As data accumulates in Hadoop clusters, managing storage becomes a critical task. Frequently accessed data should stay on fast storage, while historical or infrequently used data can be archived to cost-efficient locations.

Automating this process with Apache Oozie, the workflow scheduler for Hadoop, allows organizations to systematically move data within HDFS — reducing costs and keeping clusters optimized for performance.

In this post, we’ll walk through how to use Apache Oozie to automate HDFS data archival, define workflows, schedule them with coordinators, and apply best practices for production-grade automation.


Why Archive Data in HDFS?

Data archival helps:

  • Free up HDFS space for active datasets
  • Improve NameNode performance by reducing file count
  • Lower storage costs by moving data to low-tier or compressed directories
  • Comply with data retention policies

Common use cases:

  • Archiving old logs
  • Archiving time-partitioned data (e.g., daily, monthly)
  • Preparing data for long-term storage (e.g., S3 or cold HDFS)

What is Apache Oozie?

Apache Oozie is a workflow scheduler system for managing Hadoop jobs. It supports:

  • Workflow jobs (sequences of actions)
  • Coordinator jobs (triggered by time/frequency/data conditions)
  • Bundle jobs (grouped coordinators)

You can run HDFS commands, Pig scripts, Hive queries, and custom Java actions using Oozie.


Example Archival Workflow Design

We’ll design a simple workflow that:

  1. Identifies directories older than a threshold (e.g., 30 days)
  2. Moves them to an /archive/ location
  3. Optionally compresses the archived files

Step 1: Write a Shell Script for Archival Logic

Save this as archive-data.sh in HDFS or shared NFS:

#!/bin/bash
SOURCE_DIR=$1
ARCHIVE_DIR=$2
DAYS=$3

hdfs dfs -ls ${SOURCE_DIR} | awk '{print $8}' | while read line
do
file_date=$(basename "$line")
threshold=$(date -d "-${DAYS} days" +%Y-%m-%d)
if [[ "$file_date" < "$threshold" ]]; then
hdfs dfs -mv "$line" "${ARCHIVE_DIR}/$file_date"
fi
done

Step 2: Create a Workflow XML (workflow.xml)

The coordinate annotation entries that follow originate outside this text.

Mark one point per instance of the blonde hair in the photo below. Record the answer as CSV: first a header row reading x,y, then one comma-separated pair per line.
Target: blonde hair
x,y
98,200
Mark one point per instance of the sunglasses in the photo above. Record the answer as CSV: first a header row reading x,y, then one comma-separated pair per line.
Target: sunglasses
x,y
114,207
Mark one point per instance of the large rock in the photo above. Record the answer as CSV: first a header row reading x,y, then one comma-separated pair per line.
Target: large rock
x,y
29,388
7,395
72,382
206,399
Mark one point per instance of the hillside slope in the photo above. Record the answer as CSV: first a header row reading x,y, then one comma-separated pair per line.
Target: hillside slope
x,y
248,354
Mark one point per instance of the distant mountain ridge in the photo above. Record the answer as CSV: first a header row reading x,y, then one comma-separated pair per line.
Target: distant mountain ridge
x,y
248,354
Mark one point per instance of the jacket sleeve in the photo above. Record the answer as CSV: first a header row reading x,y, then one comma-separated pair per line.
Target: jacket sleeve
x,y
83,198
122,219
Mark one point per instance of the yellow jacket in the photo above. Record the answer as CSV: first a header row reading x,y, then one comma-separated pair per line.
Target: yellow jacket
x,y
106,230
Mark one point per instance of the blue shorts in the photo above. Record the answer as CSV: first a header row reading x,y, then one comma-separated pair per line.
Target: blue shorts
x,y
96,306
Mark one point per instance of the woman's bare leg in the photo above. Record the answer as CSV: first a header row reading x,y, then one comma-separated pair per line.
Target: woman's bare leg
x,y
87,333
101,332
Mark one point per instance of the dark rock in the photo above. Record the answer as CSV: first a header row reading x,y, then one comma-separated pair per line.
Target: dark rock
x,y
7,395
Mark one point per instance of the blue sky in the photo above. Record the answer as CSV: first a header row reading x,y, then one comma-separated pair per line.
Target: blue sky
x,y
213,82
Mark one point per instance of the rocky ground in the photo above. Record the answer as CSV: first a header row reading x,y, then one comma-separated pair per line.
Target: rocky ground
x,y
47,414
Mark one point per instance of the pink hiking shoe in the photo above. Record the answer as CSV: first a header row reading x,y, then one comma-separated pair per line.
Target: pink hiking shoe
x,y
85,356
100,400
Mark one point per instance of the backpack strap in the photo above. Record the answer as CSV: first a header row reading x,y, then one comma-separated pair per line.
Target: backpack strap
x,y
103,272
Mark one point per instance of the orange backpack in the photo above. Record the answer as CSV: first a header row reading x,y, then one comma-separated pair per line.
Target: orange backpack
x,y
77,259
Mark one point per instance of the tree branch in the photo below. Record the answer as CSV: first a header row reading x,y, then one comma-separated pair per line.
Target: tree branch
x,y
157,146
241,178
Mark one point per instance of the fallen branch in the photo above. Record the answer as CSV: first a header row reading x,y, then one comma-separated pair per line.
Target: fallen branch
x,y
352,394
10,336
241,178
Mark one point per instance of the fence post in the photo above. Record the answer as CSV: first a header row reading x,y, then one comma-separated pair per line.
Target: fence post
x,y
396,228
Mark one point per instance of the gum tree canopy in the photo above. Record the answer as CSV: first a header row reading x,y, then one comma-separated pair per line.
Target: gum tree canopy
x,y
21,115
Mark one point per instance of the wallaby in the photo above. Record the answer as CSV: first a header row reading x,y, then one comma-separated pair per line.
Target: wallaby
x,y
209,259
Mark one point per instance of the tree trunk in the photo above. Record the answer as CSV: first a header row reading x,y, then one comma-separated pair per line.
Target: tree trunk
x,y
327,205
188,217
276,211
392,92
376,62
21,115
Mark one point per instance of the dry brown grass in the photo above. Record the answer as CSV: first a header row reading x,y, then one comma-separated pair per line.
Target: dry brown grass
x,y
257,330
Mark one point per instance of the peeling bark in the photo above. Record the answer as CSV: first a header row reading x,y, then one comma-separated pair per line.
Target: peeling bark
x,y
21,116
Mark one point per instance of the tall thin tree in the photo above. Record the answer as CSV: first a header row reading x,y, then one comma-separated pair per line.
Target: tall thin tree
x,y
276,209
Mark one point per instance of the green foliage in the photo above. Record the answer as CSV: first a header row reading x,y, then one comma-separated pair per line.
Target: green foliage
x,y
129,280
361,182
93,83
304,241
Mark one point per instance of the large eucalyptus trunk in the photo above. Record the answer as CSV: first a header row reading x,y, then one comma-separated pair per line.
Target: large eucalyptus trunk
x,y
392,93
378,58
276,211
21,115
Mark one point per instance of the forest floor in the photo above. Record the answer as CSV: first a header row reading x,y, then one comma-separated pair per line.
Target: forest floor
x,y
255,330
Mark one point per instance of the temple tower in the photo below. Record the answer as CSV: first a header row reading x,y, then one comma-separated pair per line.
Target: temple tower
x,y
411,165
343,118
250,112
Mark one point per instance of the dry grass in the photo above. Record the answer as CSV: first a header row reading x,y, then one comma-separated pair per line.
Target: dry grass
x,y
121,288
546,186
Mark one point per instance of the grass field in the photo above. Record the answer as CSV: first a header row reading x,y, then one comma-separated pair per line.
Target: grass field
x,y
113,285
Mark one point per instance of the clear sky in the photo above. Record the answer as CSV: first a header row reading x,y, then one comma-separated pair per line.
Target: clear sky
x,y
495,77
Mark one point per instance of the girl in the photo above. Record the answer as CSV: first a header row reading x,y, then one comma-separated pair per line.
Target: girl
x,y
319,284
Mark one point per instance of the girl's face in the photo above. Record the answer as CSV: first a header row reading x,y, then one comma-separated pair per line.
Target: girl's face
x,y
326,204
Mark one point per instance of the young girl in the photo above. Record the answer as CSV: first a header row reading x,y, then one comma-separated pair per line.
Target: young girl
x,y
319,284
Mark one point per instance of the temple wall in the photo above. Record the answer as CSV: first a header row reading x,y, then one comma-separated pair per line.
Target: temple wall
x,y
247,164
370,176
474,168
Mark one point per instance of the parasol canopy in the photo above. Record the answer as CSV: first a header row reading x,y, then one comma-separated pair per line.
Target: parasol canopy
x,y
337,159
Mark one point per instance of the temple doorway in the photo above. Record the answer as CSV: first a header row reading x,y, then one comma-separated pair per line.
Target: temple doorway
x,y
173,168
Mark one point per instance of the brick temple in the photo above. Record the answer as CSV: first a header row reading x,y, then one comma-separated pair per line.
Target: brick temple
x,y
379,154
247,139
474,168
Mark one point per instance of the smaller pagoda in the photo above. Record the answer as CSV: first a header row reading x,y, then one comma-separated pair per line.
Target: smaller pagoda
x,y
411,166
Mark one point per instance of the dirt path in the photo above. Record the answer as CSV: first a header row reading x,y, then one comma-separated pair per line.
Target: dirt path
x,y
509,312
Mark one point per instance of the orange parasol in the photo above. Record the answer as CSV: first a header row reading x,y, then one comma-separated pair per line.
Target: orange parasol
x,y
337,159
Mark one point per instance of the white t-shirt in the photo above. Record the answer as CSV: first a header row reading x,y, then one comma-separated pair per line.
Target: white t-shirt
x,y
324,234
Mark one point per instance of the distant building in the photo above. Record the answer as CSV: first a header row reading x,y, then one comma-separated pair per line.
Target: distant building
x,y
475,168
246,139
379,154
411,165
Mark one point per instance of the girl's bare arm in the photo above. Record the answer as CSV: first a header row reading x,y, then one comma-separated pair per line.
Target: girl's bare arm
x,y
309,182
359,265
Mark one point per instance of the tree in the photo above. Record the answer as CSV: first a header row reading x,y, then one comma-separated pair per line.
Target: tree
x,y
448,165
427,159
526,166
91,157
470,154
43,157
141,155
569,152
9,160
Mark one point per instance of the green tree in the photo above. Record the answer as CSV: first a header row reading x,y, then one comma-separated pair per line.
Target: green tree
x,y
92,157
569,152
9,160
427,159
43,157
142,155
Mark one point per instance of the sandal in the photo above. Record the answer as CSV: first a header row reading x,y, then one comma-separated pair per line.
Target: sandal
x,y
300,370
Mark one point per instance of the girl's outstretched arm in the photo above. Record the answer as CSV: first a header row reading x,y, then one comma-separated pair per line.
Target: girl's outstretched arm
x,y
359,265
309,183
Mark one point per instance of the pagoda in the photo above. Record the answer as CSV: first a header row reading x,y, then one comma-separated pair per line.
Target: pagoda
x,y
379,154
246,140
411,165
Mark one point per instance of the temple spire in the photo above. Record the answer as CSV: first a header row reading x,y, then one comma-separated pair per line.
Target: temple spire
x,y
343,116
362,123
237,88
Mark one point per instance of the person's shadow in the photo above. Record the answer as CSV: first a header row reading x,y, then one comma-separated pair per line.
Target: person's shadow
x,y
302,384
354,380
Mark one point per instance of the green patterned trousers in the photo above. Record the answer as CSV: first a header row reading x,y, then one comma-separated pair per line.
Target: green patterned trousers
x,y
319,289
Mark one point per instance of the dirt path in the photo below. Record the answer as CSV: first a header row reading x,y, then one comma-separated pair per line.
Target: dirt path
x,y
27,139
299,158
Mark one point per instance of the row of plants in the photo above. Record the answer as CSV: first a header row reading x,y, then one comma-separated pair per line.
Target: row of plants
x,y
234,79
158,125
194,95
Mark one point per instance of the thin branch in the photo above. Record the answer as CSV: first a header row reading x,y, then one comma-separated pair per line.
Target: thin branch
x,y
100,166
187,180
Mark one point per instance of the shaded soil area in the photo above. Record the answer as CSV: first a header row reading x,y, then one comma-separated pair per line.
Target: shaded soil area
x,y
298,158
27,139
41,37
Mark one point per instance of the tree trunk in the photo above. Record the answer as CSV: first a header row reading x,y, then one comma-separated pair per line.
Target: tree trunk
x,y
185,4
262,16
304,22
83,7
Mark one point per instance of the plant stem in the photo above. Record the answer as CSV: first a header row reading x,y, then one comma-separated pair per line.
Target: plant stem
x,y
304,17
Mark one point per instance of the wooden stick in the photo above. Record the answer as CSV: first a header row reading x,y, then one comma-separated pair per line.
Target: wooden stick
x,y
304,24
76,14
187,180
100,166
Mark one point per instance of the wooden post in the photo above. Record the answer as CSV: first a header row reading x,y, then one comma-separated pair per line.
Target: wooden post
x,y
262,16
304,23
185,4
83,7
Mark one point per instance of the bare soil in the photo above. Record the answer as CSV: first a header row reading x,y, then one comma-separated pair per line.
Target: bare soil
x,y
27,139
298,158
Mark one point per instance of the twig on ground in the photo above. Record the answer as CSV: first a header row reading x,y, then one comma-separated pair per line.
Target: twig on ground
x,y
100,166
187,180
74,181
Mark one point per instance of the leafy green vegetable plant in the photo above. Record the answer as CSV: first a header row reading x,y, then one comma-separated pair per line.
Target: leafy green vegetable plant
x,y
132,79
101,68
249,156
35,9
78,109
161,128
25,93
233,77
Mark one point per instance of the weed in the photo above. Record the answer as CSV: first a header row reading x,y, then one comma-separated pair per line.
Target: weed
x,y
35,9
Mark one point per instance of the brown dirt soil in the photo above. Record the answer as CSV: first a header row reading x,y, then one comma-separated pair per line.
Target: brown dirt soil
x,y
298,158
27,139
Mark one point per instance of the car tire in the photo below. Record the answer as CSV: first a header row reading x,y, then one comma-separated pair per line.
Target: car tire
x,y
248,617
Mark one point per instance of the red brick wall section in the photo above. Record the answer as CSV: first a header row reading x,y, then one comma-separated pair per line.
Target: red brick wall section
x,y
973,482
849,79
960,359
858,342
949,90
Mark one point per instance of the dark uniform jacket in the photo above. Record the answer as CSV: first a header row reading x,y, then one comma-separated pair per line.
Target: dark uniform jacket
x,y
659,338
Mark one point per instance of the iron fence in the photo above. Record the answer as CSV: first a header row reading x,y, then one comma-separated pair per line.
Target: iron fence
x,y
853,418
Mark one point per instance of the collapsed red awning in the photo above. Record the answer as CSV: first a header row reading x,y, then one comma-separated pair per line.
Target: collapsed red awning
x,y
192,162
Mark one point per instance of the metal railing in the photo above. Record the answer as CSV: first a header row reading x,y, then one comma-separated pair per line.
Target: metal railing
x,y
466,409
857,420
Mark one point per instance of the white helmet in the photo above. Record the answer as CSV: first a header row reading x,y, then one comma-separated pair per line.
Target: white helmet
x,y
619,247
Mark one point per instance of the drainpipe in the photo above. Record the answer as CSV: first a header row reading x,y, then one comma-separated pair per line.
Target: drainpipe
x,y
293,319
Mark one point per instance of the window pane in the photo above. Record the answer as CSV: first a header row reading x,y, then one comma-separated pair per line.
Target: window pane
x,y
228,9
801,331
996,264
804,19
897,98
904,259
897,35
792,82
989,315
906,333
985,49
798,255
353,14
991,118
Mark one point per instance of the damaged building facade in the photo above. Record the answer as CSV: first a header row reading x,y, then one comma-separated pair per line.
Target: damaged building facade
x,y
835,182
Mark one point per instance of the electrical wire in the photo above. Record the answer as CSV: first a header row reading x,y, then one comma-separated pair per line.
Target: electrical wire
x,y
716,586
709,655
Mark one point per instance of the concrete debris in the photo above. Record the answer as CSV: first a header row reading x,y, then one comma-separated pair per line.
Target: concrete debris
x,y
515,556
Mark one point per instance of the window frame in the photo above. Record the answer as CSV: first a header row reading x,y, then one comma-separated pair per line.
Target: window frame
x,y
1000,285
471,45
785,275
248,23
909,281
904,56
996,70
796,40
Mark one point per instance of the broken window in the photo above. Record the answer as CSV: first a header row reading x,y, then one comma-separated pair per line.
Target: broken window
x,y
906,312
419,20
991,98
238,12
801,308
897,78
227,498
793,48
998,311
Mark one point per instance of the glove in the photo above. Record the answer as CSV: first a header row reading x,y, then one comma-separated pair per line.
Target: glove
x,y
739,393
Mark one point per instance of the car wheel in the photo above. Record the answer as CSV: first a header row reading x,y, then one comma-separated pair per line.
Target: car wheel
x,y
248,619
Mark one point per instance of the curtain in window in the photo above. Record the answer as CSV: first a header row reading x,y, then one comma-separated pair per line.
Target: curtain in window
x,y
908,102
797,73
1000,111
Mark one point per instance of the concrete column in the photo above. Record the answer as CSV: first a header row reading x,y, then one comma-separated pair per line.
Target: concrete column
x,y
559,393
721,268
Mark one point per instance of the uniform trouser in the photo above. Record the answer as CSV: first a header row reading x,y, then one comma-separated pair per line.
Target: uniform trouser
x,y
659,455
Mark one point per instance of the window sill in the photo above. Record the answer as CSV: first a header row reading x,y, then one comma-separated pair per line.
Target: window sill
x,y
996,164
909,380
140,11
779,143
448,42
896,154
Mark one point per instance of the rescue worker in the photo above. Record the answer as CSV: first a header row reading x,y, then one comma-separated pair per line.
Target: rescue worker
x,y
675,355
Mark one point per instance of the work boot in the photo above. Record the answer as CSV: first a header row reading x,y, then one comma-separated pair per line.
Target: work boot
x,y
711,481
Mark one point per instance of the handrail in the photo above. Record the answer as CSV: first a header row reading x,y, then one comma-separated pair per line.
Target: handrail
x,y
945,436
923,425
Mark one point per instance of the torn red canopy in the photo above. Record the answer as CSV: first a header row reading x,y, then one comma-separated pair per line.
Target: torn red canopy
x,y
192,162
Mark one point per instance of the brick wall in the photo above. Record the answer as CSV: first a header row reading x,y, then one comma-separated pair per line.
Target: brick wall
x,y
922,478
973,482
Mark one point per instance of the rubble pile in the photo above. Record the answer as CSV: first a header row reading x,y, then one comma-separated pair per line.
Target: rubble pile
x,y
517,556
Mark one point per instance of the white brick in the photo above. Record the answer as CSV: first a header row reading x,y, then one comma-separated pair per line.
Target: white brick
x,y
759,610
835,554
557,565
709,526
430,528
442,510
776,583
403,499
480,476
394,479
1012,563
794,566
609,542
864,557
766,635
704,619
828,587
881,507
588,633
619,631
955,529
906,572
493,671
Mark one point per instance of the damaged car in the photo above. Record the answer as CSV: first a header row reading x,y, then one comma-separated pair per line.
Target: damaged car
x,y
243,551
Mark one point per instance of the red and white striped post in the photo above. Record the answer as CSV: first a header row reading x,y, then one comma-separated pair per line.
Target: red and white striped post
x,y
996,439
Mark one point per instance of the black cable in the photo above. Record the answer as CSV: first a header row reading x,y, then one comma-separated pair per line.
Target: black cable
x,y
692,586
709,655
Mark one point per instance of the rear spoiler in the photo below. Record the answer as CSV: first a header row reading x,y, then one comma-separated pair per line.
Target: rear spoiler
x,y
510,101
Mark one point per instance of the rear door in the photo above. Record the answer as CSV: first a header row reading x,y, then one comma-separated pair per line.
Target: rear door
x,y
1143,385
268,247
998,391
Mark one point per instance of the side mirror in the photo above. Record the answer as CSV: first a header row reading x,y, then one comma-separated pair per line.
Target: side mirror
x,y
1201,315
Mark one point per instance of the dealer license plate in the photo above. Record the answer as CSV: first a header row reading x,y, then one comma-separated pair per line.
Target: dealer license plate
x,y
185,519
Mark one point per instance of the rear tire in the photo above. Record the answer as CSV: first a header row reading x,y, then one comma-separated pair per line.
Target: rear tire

<workflow-app name="hdfs-archival-wf" xmlns="uri:oozie:workflow:0.5">
<start to="archive-data"/>

  <action name="archive-data">
    <shell xmlns="uri:oozie:shell-action:0.2">
      <job-tracker>${jobTracker}</job-tracker>
      <name-node>${nameNode}</name-node>
      <exec>archive-data.sh</exec>
      <argument>${sourceDir}</argument>
      <argument>${archiveDir}</argument>
      <argument>${retentionDays}</argument>
      <file>archive-data.sh#archive-data.sh</file>
    </shell>
    <ok to="end"/>
    <error to="fail"/>
  </action>

  <kill name="fail">
    <message>Archival failed - check logs</message>
  </kill>

  <end name="end"/>
</workflow-app>

Step 3: Define Coordinator XML (coordinator.xml)

This schedules the workflow daily:

<coordinator-app name="hdfs-archival-coord" frequency="1" start="${coordStart}" end="${coordEnd}" timezone="UTC" xmlns="uri:oozie:coordinator:0.4">
<action>
<workflow>
<app-path>${workflowAppUri}</app-path>
<configuration>
<property>
<name>sourceDir</name>
<value>/data/logs</value>
</property>
<property>
<name>archiveDir</name>
<value>/archive/logs</value>
</property>
<property>
<name>retentionDays</name>
<value>30</value>
</property>
</configuration>
</workflow>
</action>
</coordinator-app>

Step 4: Submit the Coordinator Job

  1. Package the workflow:
oozie job -oozie http://oozie-server:11000/oozie -config job.properties -run
  1. Sample job.properties:
nameNode=hdfs://namenode:8020
jobTracker=jobtracker:8021
workflowAppUri=/user/oozie/hdfs-archival
coordStart=2024-11-01T00:00Z
coordEnd=2024-12-31T00:00Z
oozie.use.system.libpath=true
oozie.libpath=/user/oozie/share/lib

Best Practices

  • Parameterize directories and retention periods for reusability
  • Use shell scripts or Spark actions for custom archival logic
  • Test workflows manually before scheduling
  • Integrate with Apache Ranger for secure access control
  • Monitor via Oozie UI or Apache Ambari

Conclusion

Automating HDFS data archival with Apache Oozie simplifies the management of growing data volumes. By scheduling archival workflows, you ensure that your Hadoop clusters stay lean, performant, and compliant with data retention policies.

With Oozie’s flexibility and HDFS’s scalability, you can build robust data lifecycle management workflows tailored to your enterprise’s storage needs.